The landlord of our student house had been round a few weeks earlier and savagely felled all the trees in our garden and left all the branches and twigs outside the house making the whole place look like the Blair Witch Woods.

So we decided as it was November 5th to invite a load of people over and have a bonfire party. So we cut up all the wood, piled it into a sizeable bonfire and attempted to light it in the traditional way - unwilling to give it some time, a bright spark in the group nips off to the garage and returns with a can of petrol - which he proceeds to pour onto the bonfire without noticing the lick of flame in the depths of the wood.

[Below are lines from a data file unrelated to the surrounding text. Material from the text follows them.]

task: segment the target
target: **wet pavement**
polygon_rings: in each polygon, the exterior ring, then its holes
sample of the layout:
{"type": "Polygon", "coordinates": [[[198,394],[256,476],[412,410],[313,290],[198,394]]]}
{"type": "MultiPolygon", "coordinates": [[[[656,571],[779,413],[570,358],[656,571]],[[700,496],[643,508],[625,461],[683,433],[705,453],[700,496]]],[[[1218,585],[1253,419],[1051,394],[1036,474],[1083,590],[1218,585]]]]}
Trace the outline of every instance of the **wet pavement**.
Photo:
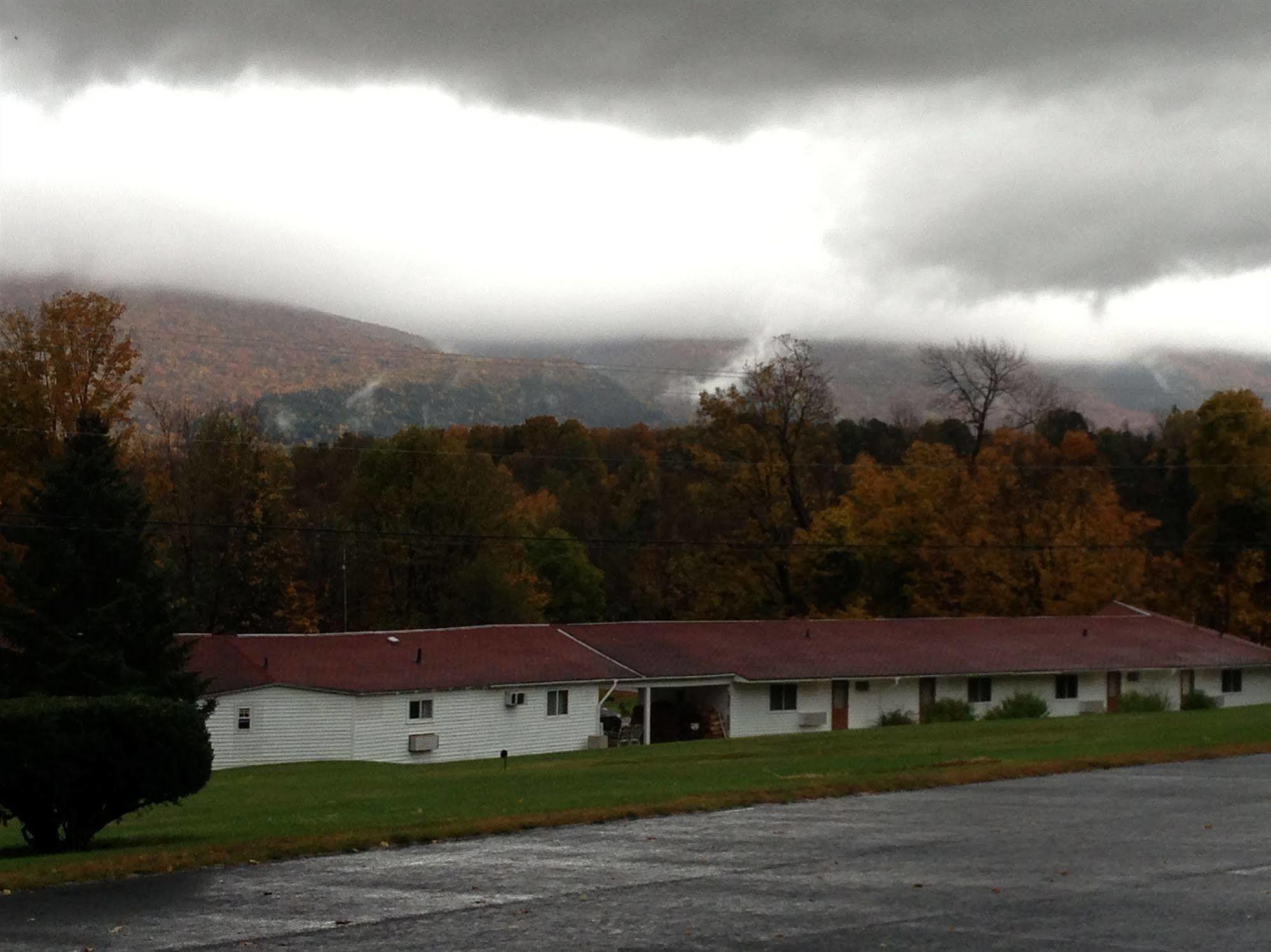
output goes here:
{"type": "Polygon", "coordinates": [[[1266,949],[1271,757],[0,897],[0,949],[1266,949]]]}

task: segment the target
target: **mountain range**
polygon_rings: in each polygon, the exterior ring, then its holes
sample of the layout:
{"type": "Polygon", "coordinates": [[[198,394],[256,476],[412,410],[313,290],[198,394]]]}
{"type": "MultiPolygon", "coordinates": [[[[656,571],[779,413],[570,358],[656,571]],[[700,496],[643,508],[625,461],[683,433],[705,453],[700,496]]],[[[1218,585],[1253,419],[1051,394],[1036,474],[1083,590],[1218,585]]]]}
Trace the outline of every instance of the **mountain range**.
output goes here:
{"type": "MultiPolygon", "coordinates": [[[[0,308],[32,310],[67,289],[121,300],[149,401],[255,404],[282,439],[388,434],[408,424],[511,424],[576,418],[591,426],[689,419],[702,388],[728,386],[761,341],[736,338],[470,339],[442,353],[425,336],[287,305],[70,277],[0,279],[0,308]]],[[[844,416],[923,415],[918,345],[813,340],[844,416]]],[[[1271,399],[1271,354],[1145,350],[1116,360],[1035,362],[1097,425],[1152,425],[1215,390],[1271,399]]]]}

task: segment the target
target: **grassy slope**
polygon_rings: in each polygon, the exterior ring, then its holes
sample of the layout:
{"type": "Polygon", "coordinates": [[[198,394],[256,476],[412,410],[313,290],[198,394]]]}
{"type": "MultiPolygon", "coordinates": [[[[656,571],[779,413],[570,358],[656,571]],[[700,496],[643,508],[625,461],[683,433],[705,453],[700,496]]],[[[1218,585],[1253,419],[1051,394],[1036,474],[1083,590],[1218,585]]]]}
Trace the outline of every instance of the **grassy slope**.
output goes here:
{"type": "Polygon", "coordinates": [[[1271,753],[1271,706],[892,727],[428,767],[314,763],[219,772],[95,848],[33,857],[0,828],[0,890],[526,826],[911,790],[1131,763],[1271,753]]]}

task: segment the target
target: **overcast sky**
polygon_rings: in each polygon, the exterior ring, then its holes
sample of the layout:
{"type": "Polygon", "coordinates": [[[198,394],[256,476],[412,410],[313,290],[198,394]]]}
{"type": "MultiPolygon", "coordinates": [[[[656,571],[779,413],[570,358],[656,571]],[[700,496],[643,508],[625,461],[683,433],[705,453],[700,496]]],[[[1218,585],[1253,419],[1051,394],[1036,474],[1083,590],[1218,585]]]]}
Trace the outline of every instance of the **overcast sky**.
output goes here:
{"type": "Polygon", "coordinates": [[[0,0],[0,253],[442,341],[1271,352],[1271,3],[0,0]]]}

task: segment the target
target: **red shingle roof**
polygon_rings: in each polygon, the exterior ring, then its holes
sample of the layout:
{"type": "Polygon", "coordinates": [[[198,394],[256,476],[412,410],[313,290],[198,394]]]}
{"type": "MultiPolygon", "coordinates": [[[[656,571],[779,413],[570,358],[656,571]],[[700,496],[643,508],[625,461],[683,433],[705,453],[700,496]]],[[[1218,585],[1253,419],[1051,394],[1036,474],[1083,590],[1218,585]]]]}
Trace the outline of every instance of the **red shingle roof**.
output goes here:
{"type": "Polygon", "coordinates": [[[751,680],[1271,665],[1271,649],[1110,605],[1056,618],[633,622],[569,633],[649,678],[751,680]]]}
{"type": "Polygon", "coordinates": [[[262,684],[376,693],[632,677],[548,625],[187,637],[189,666],[212,680],[211,693],[262,684]]]}
{"type": "Polygon", "coordinates": [[[1271,647],[1116,603],[1097,614],[1054,618],[613,622],[561,630],[505,625],[184,637],[192,641],[189,666],[211,679],[211,693],[264,684],[376,693],[642,675],[787,680],[1271,665],[1271,647]]]}

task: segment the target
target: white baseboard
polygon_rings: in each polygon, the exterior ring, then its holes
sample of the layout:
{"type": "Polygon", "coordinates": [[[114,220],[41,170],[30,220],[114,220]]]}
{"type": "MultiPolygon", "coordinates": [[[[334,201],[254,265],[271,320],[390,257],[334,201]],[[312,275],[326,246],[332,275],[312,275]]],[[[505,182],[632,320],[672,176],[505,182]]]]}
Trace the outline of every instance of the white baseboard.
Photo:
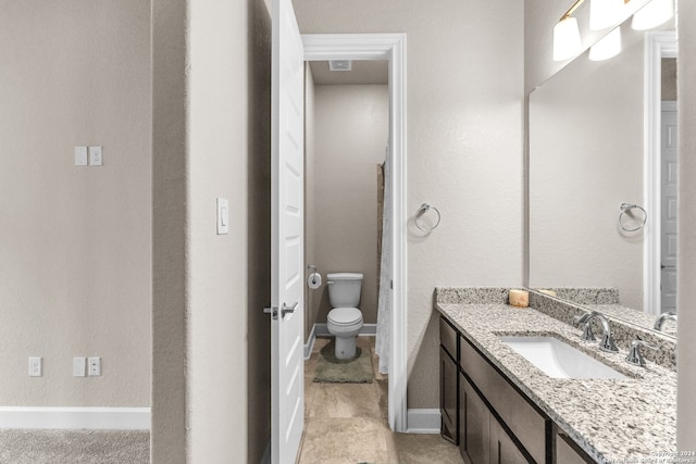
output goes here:
{"type": "MultiPolygon", "coordinates": [[[[359,337],[375,337],[376,335],[376,324],[363,324],[360,334],[358,334],[359,337]]],[[[312,354],[312,348],[314,348],[316,337],[331,337],[331,331],[328,331],[326,323],[319,323],[312,326],[312,331],[309,333],[307,343],[304,343],[304,361],[309,360],[309,356],[312,354]]]]}
{"type": "Polygon", "coordinates": [[[307,343],[304,343],[304,361],[309,360],[312,354],[312,348],[314,348],[314,340],[316,340],[316,324],[312,326],[312,331],[309,333],[307,343]]]}
{"type": "Polygon", "coordinates": [[[0,407],[0,428],[149,430],[149,407],[0,407]]]}
{"type": "Polygon", "coordinates": [[[439,434],[440,415],[439,410],[407,410],[406,432],[407,434],[439,434]]]}

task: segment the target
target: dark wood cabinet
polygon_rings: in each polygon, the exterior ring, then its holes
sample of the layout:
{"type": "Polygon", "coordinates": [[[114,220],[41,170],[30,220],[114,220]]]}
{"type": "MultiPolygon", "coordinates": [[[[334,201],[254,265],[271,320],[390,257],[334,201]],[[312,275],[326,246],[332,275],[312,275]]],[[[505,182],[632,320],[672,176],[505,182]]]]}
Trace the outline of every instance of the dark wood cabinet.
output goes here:
{"type": "Polygon", "coordinates": [[[459,374],[459,451],[468,464],[490,462],[490,412],[463,374],[459,374]]]}
{"type": "Polygon", "coordinates": [[[439,333],[442,434],[467,464],[595,462],[444,317],[439,333]]]}
{"type": "Polygon", "coordinates": [[[554,427],[554,463],[592,464],[595,462],[573,442],[568,435],[554,427]]]}
{"type": "Polygon", "coordinates": [[[526,464],[530,461],[500,423],[490,417],[490,464],[526,464]]]}
{"type": "Polygon", "coordinates": [[[442,435],[459,444],[459,333],[440,317],[439,319],[439,412],[442,435]]]}
{"type": "Polygon", "coordinates": [[[458,405],[457,405],[457,362],[447,351],[439,347],[439,412],[442,416],[442,435],[458,444],[458,405]]]}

Cue, eight foot blast of fire! Petrol can catches fire. Unfortunately, the perpetrator's mind deactivates momentarily and he runs around holding the flaming can accompanied by the voices of thirty people shouting 'drop it you twat!'

He finally drops the can which spills out and leaves a lake of burning fuel on the lawn of the house, very close to the pavement and nearby road. As we discuss the relative merits of calling the fire brigade, I attempt to warn passing pedestrians - unfortunately they are not convinced by my 'i'd cross the road mate, there's a load of petrol on fire down there' warning - that is until they feel the searing heat of the three foot column of flaming petrol.

Long story short, whilst our invited guests (and my other housemates) cower around the corner I singlehandedly put out the fire using every single tea towel in the house and a bath mat. Hurrah!

We did manage to light the bonfire which attracted a guy from across the road who long after we'd all gone inside stood out in the pissing rain and stoked the bonfire whilst we peeked out from behind the curtains to watch him dancing around the fire in a tribal fashion. And it attracted another bloke who was off his tits on something and wandered uninvited into our house for a bit, well until we threw him out. Corner of Winston Mount & Headingley Mount, Headingley, Leeds, November 5th 2003 - were either of these people you?

Sorry, that's quite a long story really - not entirely sure it was worth it now?!